The Adjunct Question

As some of you might now, I am involved in trying to convince the local AAUP chapter to include adjuncts (not even all adjuncts, merely those who meet a minumum average teaching load over a couple year span). The process has taken all year and soon there will be a vote. It is exciting and frustrating at the same time. Because it is my nature I am skeptical that the Chapter will vote in favor of the measure, but I also hold out hope that there is (dare I say it?) a "silent majority" out there who are sympathetic to the position of adjuncts.

There is a lot I could comment on (and likely will in coming days), but for now I will limit it to the conservative critique. Conservative pundits and commentators commonly point to liberal elites who have "taken over" academia. Hogwash I say. It is amazing how conservative "liberals" get when it might affect their own wallet. Trotsky in the classroom, Pinkerton in practice. Ugh. I will leave it there.

3 comments:

The Daft Laird said...

Check out this insightful--and maddening--op-ed from the Times: http://www.nytimes.com/2009/04/27/opinion/27taylor.html?pagewanted=1&_r=1

Teacher Scholar said...

There are some good points in the op-ed, but it does seem very based on pragmatic learning. Isn't there a value in learning about something which you will never use practically and could not easily fit in such categories?

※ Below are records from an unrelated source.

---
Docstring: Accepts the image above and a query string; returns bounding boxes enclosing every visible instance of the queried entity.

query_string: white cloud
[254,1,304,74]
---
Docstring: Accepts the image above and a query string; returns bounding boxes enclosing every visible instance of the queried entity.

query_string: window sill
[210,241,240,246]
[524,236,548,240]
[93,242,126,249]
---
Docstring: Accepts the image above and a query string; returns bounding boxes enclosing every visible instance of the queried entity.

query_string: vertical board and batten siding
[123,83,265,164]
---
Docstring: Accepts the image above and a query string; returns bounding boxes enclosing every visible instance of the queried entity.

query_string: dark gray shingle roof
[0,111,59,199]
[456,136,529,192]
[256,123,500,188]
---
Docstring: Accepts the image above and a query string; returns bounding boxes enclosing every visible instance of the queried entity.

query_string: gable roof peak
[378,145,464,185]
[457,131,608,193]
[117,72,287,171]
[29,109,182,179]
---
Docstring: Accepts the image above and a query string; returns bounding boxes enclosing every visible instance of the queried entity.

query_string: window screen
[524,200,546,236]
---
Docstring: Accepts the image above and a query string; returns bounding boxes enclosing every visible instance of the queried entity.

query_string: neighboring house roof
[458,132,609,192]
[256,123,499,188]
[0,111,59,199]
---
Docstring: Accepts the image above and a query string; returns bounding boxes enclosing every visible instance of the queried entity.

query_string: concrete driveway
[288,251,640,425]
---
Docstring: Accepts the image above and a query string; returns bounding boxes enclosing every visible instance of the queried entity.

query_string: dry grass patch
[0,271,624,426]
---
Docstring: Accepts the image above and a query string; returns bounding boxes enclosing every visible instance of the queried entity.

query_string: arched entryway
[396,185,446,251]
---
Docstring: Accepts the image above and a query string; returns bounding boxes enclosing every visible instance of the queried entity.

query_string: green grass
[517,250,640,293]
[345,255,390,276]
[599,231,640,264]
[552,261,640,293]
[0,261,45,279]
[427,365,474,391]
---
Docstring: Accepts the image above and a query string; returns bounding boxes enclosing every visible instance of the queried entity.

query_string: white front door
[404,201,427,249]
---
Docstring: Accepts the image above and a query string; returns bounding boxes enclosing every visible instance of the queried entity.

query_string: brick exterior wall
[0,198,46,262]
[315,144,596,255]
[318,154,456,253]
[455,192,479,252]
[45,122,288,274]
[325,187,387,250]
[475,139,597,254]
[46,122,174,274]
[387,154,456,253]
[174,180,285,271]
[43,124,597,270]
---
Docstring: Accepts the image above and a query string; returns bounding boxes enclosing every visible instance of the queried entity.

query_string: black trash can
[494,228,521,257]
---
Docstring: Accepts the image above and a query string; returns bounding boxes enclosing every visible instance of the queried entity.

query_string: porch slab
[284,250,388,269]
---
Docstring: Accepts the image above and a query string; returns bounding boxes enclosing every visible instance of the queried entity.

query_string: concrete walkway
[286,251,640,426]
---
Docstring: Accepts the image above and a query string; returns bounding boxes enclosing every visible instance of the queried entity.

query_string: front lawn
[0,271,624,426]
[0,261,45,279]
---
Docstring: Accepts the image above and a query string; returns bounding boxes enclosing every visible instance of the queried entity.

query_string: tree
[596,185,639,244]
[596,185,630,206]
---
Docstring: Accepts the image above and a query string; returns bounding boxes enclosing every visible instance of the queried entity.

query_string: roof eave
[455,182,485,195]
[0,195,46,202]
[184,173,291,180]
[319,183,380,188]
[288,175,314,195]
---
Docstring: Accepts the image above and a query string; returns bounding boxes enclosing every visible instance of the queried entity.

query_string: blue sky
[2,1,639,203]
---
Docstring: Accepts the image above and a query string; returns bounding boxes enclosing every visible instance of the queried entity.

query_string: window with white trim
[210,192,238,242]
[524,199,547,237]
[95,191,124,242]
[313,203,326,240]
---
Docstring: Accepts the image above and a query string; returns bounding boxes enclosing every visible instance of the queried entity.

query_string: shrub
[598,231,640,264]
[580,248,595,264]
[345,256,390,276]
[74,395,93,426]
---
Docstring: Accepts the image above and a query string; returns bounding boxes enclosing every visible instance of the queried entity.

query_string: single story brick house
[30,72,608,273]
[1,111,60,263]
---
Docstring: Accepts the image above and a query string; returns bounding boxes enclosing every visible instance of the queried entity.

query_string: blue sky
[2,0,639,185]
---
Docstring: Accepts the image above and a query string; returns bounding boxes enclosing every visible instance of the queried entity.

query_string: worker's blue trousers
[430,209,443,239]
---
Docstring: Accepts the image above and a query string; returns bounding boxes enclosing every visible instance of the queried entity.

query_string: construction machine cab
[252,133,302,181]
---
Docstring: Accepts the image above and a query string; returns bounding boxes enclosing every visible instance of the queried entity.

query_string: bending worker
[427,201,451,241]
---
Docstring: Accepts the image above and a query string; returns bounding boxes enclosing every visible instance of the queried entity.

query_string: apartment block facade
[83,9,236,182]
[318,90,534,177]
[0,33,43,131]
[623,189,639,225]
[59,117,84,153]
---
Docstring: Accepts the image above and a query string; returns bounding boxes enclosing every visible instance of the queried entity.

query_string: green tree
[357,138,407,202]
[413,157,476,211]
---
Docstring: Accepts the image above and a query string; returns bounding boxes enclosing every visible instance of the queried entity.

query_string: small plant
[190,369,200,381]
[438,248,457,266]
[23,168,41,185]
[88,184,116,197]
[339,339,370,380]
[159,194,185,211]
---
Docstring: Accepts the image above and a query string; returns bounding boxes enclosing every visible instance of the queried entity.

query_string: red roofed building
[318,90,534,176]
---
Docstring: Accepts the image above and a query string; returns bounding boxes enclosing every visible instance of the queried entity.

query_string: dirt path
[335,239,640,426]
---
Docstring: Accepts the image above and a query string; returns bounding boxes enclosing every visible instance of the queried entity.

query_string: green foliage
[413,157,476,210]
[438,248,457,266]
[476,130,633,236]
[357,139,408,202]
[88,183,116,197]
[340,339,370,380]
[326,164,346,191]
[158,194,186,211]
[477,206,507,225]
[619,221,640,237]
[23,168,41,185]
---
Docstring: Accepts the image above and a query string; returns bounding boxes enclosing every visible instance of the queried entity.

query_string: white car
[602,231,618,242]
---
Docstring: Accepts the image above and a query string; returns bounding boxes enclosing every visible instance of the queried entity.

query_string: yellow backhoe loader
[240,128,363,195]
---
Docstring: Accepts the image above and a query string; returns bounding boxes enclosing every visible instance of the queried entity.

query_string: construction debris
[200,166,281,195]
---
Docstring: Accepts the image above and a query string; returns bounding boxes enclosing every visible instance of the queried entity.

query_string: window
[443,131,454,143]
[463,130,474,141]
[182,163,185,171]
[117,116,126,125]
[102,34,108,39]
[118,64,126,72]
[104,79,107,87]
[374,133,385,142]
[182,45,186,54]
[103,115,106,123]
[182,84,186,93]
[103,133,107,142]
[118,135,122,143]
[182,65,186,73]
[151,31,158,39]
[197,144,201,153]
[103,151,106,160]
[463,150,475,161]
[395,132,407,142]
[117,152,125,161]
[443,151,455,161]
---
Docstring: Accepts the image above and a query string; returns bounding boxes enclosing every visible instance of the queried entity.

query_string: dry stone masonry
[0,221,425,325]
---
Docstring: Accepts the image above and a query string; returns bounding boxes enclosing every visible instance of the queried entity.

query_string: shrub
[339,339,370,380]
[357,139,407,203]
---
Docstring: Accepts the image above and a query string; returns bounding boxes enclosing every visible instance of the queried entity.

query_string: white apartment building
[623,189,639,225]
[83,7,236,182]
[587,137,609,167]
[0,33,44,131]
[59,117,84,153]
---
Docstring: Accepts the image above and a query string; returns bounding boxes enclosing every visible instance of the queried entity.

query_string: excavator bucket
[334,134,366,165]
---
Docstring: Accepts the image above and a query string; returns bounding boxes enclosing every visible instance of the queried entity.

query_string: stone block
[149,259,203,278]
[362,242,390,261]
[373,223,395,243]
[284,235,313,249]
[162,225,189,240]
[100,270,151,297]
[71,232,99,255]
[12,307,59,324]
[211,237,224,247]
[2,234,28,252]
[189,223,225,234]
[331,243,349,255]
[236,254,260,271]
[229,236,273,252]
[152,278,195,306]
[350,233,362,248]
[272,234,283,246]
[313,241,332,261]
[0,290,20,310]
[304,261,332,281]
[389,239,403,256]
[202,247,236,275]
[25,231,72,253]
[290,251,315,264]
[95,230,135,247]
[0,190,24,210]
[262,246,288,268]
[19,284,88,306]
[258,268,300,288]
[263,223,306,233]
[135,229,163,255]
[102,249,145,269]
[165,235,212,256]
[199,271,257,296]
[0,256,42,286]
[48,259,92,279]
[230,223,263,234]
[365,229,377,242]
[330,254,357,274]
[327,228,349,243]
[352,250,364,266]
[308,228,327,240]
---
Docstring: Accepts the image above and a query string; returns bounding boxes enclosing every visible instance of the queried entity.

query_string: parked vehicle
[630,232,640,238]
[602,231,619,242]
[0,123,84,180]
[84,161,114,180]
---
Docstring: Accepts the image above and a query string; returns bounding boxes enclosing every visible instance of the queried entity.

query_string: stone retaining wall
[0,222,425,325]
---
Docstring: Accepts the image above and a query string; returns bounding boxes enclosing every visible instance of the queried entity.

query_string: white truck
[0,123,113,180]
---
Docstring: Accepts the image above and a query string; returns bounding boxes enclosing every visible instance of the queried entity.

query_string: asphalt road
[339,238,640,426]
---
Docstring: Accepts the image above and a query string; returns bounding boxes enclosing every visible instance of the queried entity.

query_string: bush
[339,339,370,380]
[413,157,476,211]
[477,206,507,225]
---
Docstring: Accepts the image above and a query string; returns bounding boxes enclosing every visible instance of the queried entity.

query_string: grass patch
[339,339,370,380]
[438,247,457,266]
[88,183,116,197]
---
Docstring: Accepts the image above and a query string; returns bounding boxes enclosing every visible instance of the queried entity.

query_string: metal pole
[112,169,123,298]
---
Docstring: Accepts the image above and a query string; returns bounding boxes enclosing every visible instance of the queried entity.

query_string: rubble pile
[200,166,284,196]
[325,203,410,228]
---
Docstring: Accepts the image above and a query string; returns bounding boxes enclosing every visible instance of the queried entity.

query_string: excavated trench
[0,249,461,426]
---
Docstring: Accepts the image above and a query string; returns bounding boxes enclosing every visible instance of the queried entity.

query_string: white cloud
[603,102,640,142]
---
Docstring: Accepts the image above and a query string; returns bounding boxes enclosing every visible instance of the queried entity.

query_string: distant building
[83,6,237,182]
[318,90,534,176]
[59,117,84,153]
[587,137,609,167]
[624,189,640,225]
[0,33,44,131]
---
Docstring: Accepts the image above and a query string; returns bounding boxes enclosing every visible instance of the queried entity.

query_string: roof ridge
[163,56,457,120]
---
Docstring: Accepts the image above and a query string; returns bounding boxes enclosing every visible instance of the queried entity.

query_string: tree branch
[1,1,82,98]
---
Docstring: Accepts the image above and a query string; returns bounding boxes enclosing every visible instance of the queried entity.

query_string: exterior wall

Also . . . abolish tenure? Certainly some faculty abuse it, but having it is still vitally important to prevent administrative harassment, and may become even more so in the future.

For an example in the most recent issue of _Academe_, see the case of Prof. Ekow Hayford at Stillman College.
http://www.aaup.org/AAUP/protect/academicfreedom/investrep/2009/stillman.htm

This does not even consider national political issues.

The Daft Laird said...

A post over at Historiann about the contingent faculty situation:

http://www.historiann.com/2009/04/30/national-day-of-recognition-of-the-majority-of-faculty/#more-4668

The post reminds us too that, for a variety of reasons, women are disproportionately represented among contingent faculty.